Feb. 17--NEW SMYRNA BEACH -- A flight instructor and his student are presumed dead in the wreckage of a small plane in the Atlantic Ocean off Bethune Beach, but searches have yet to locate their bodies, an official with the National Transportation Safety Board said this afternoon.
Divers have found what they believe to be pieces of the wreckage of the plane that crashed Wednesday evening, but the parts have not been identified, said Butch Wilson, an NTSB air safety investigator.
Radar is being used to search for the plane's wreckage as searchers concentrate their efforts on recovering the bodies, Wilson said.
An instructor and student from Phoenix East Aviation, a Daytona Beach flight school, were on the single-engine Cessna 172 plane that crashed at about 6:30 p.m. about 150 yards off the shore.
The plane had traveled from Daytona Beach to Sarasota and then to Melbourne, Wilson said. While returning to Daytona Beach, it was using a training area near Bethune Beach, Wilson said. That area is used to practice maneuvers and over-water flying, he said.
"We don't know what happened," Andre Maye, the school's vice president of administration, said Thursday morning.
Authorities have not revealed the identities of the two people aboard the plane.
The U.S. Coast Guard and the U.S. Air Force are part of the search for wreckage and any possible survivors, Maye said.
Officials said the plane was quickly submerged, and attempts by witnesses to wade out to the aircraft were unsuccessful.
Although there were reports of witnesses saying the plane was smoking or on fire when it crashed, Wilson said none of the witnesses he has questioned have indicated that was the case.
The Volusia County Beach Patrol found a wallet of one of the people aboard the plane among the debris on Wednesday night, said beach patrol spokeswoman Capt. Tammy Marris. The beach patrol is no longer involved in the search.
Wilson said all four headrests from the four-seat plane as well as a tire and rim and other debris have washed up on the beach.
It could take six months to a year to determine the cause of the crash, Wilson said. And what investigators will be able to determine will depend on how much of the wreckage is recovered, he said.

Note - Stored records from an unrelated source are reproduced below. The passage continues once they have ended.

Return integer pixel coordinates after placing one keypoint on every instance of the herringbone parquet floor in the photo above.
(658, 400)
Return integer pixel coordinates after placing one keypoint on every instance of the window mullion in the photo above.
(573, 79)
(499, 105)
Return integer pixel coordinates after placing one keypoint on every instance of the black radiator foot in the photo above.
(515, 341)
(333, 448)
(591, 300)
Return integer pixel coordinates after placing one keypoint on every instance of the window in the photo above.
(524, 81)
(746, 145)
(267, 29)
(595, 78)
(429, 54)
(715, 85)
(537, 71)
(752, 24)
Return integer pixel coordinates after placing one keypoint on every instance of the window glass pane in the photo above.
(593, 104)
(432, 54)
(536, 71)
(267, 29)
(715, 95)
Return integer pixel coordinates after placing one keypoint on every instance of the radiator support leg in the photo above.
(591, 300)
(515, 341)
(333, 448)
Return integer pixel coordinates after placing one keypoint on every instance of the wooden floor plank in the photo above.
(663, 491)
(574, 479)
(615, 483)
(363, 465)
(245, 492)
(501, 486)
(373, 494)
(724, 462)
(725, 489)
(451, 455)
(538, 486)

Once the wreckage is recovered, the flight school's insurance company will hire a company to remove it from the water, Wilson said.

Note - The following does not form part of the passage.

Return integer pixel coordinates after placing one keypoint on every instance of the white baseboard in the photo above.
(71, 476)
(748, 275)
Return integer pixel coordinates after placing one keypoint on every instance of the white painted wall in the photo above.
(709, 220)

The Cessna 172 is a common plane used to train pilots; the model comprises up to 70 percent of Phoenix East Aviation's fleet of 32 planes, Maye said.
The school conducts training flights from about 6 a.m. to nearly midnight each day.
Phoenix East Aviation is a nationally accredited training program for commercial pilots. In 1999, one of the school's planes collided with another plane in mid-air over DeLand, killing an instructor and student.
The Coast Guard said a 47-foot rescue boat and an 87-foot Coast Guard Cutter Kingfisher were called to aid in the search, as was a Volusia County sheriff's helicopter.